Nachgefragt: Interview mit Birgit Leichsenring zu Australiens Erfolgen in der HIV-Prävention

14. August 2023

Bei der Eröffnung der 12. Konferenz der International Aids Society (IAS) in Brisbane im Juli 2023 wurden die sinkenden HIV-Infektionszahlen in Australien als monumentaler Meilenstein gefeiert - sogar ein mögliches Ende der HIV-Epidemie wurde durch den Generaldirektor der Weltgesundheitsorganisation (WHO), Tedros Adhanom Ghebreyesus, verkündet. Laut der Studie der University of New South Wales wurden in Australien 2022 nur noch 555 neue HIV-Diagnosen bei knapp 26 Mio. Einwohner*innen verzeichnet. 

 

Wir haben mit der Wissenschaftskommunikatorin und HIV-Expertin Birgit Leichsenring über Australiens Erfolge gesprochen: Was hat zu den sinkenden Infektionszahlen geführt und welche Lehren kann Österreich daraus ziehen? 

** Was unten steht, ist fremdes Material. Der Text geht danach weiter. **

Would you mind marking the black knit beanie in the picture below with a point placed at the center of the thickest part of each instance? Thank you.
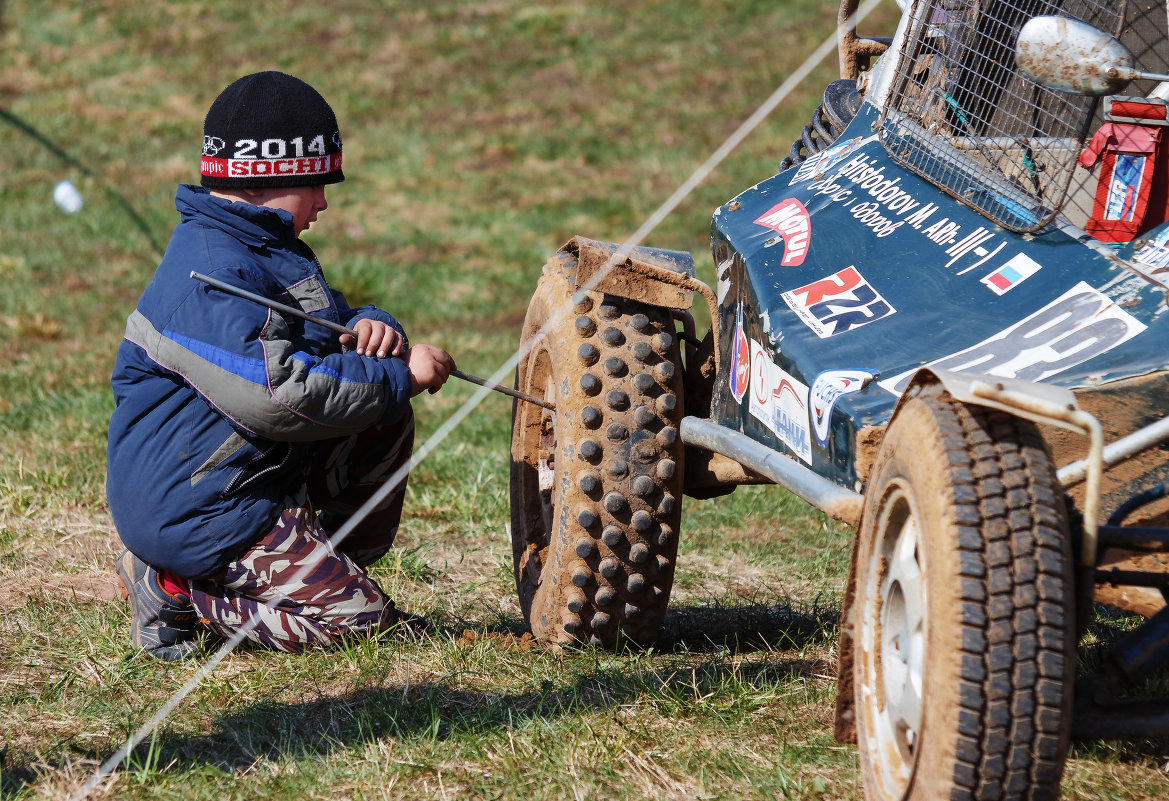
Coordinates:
(270, 130)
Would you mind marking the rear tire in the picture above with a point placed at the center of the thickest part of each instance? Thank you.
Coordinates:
(963, 616)
(595, 485)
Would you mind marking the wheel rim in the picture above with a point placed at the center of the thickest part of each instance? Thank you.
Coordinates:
(546, 463)
(893, 629)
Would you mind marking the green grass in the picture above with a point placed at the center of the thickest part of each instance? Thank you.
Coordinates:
(478, 137)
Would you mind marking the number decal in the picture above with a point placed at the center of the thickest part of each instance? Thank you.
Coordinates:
(1078, 325)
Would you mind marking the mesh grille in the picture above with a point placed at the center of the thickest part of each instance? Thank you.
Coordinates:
(960, 116)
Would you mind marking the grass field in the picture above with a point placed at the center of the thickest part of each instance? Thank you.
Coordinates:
(478, 138)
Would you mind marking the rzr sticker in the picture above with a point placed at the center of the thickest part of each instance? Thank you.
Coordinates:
(790, 221)
(1078, 325)
(780, 401)
(842, 302)
(828, 388)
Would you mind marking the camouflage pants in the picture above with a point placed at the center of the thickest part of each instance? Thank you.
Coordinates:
(298, 588)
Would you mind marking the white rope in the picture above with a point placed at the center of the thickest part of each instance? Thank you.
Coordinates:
(655, 219)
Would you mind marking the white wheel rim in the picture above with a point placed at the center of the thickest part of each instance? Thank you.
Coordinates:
(892, 643)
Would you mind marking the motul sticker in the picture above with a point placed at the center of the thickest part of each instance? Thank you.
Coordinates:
(1079, 325)
(780, 402)
(842, 302)
(829, 387)
(740, 359)
(790, 221)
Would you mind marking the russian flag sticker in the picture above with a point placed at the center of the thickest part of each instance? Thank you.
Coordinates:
(1011, 274)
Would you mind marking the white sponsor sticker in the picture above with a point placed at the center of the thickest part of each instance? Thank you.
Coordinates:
(780, 402)
(829, 387)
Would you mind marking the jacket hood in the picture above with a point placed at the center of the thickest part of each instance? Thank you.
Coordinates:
(255, 226)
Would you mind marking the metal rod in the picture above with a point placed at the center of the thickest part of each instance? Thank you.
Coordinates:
(340, 329)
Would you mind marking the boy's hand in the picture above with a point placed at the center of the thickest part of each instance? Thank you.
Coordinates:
(374, 338)
(429, 367)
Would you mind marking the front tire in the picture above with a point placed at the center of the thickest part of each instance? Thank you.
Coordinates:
(595, 485)
(963, 610)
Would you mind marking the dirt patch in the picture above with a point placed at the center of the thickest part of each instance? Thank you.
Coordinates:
(68, 554)
(504, 642)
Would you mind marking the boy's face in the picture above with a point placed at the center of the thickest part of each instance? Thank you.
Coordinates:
(303, 202)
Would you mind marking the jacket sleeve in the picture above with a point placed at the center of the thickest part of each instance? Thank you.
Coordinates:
(246, 360)
(350, 316)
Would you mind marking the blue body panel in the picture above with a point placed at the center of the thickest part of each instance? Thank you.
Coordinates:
(852, 263)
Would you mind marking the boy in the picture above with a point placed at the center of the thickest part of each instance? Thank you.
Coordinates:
(241, 440)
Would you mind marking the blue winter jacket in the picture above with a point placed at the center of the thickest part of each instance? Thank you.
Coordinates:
(218, 398)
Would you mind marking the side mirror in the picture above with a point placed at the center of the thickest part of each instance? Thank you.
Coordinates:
(1072, 56)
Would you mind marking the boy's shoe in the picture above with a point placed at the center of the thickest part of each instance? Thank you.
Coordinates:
(161, 623)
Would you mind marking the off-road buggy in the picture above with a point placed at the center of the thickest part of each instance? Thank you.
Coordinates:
(942, 323)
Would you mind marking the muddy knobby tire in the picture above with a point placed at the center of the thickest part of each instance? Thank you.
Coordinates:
(963, 616)
(596, 485)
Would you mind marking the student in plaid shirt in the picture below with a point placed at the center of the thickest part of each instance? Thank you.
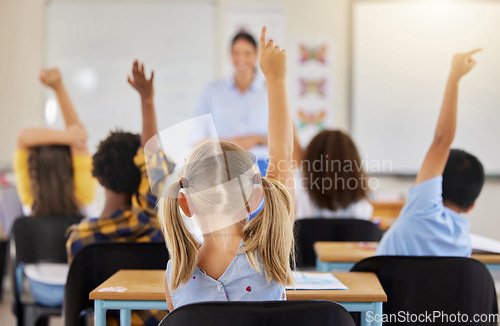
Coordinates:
(129, 213)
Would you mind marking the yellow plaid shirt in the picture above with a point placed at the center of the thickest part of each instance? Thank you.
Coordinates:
(139, 223)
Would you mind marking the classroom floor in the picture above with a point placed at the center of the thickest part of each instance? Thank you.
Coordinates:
(7, 318)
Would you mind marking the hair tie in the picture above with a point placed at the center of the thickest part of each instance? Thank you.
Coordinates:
(184, 183)
(257, 179)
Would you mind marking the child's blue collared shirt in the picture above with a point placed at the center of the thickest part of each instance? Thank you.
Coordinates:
(426, 227)
(240, 282)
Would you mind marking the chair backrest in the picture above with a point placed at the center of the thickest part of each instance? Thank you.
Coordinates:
(41, 239)
(310, 230)
(269, 313)
(421, 285)
(95, 263)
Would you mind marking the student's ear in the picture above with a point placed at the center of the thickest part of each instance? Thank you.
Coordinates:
(184, 204)
(255, 198)
(471, 207)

In Australien gab es im jahr 2022 nur noch 555 HIV-Neudiagnosen auf 26 Millionen Einwohner. Welche maßnahmen haben dazu geführt?

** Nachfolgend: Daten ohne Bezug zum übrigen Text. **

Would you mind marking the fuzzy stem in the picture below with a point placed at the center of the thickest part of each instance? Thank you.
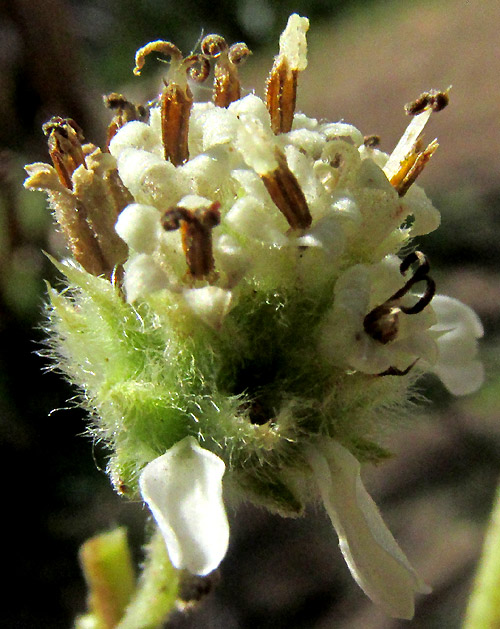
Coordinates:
(107, 566)
(483, 611)
(157, 591)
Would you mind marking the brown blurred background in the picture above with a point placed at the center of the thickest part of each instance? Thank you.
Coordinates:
(366, 60)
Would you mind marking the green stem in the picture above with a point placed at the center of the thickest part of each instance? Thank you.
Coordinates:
(157, 590)
(483, 611)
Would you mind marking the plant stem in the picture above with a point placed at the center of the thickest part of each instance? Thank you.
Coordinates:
(107, 566)
(483, 611)
(156, 592)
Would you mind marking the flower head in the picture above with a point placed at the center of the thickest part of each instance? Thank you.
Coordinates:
(239, 311)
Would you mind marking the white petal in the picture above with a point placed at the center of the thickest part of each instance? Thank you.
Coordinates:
(460, 327)
(373, 556)
(183, 489)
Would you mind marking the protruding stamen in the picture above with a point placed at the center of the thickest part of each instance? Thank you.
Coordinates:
(381, 323)
(176, 103)
(394, 371)
(196, 233)
(286, 193)
(226, 78)
(163, 47)
(433, 99)
(371, 141)
(413, 168)
(420, 274)
(125, 112)
(176, 99)
(281, 89)
(65, 147)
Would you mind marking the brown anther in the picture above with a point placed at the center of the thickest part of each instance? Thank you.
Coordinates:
(176, 103)
(394, 371)
(125, 112)
(197, 67)
(415, 165)
(433, 99)
(287, 195)
(381, 323)
(213, 45)
(226, 79)
(371, 141)
(196, 233)
(65, 147)
(165, 48)
(176, 100)
(281, 95)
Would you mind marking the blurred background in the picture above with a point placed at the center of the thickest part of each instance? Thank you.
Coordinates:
(366, 60)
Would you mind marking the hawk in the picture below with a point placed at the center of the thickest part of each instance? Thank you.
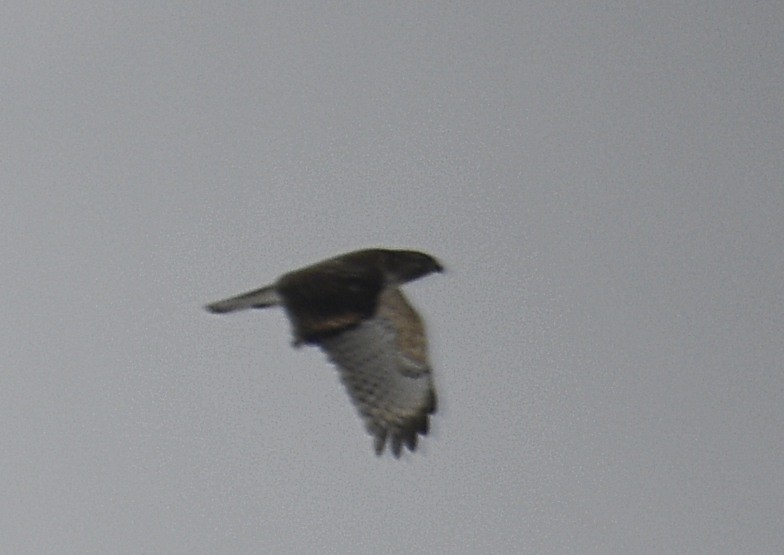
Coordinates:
(352, 307)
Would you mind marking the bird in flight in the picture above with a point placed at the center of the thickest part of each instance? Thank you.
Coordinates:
(352, 307)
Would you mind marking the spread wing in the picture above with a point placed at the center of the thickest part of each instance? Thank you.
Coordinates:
(383, 364)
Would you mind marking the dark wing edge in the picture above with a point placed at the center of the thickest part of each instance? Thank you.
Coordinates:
(258, 298)
(390, 385)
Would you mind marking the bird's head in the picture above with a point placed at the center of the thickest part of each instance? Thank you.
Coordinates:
(404, 266)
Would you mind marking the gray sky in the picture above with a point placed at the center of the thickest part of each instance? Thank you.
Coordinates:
(604, 184)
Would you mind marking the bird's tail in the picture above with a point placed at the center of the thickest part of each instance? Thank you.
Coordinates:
(258, 298)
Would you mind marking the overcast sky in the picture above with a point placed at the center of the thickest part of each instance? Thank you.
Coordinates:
(603, 183)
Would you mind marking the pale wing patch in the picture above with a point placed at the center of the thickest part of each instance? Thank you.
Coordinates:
(383, 364)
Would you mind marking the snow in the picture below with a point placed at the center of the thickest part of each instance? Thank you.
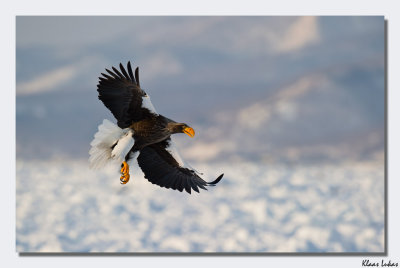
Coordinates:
(62, 206)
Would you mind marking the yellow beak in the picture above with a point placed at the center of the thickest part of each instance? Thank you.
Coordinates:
(189, 131)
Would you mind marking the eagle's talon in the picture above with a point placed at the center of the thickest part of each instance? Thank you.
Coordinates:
(124, 173)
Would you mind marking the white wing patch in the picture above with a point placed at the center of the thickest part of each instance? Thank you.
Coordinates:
(146, 103)
(108, 134)
(124, 145)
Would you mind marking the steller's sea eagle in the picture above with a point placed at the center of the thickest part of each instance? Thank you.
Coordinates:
(142, 134)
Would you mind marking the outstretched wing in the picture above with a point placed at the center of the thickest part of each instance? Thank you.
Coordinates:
(121, 93)
(162, 165)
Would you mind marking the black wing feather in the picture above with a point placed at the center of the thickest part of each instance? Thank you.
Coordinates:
(160, 168)
(120, 92)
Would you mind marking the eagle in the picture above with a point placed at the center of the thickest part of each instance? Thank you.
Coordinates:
(141, 135)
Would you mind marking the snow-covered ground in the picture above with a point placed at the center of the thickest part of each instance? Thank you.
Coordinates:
(62, 206)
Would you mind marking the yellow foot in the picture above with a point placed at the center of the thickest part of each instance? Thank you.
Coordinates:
(124, 173)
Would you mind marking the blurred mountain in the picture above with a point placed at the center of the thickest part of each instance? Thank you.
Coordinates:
(260, 88)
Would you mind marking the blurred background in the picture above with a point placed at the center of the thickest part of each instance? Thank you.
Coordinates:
(291, 109)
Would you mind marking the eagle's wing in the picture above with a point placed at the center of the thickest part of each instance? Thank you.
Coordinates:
(162, 165)
(121, 93)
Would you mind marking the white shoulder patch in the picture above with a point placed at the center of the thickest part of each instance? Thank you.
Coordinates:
(124, 145)
(146, 103)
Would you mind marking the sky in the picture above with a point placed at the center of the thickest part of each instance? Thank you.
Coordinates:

Ich denke grundsätzlich, dass die Werkzeuge, um HIV-Neuinfektionen einzudämmen, die gleichen sind wie bei uns. Es geht darum, Menschen zu diagnostizieren – tendenziell früher zu diagnostizieren – und auch gleich einer Therapie zuzuführen. Das ist etwas, das vor 10-15 Jahren noch gar nicht üblich war. Erst mit der Änderung der global gültigen HIV-Behandlungsleitlinien hat man den standardmäßigen sofortigen Therapiestart umgesetzt. Das ist der eine große Punkt, der zur Folge hat, dass die Neuinfektionen reduziert werden können. Denn unter effektiver Therapie mit einer Viruslast unter der Nachweisgrenze kann HIV sexuell nicht mehr übertragen werden (Anm.: U=U). Das heißt, mit effizientem Testen und Therapieren bewirke ich eine Reduktion der Neuinfektionen, weil die Menschen sexuell nicht mehr infektiös sind.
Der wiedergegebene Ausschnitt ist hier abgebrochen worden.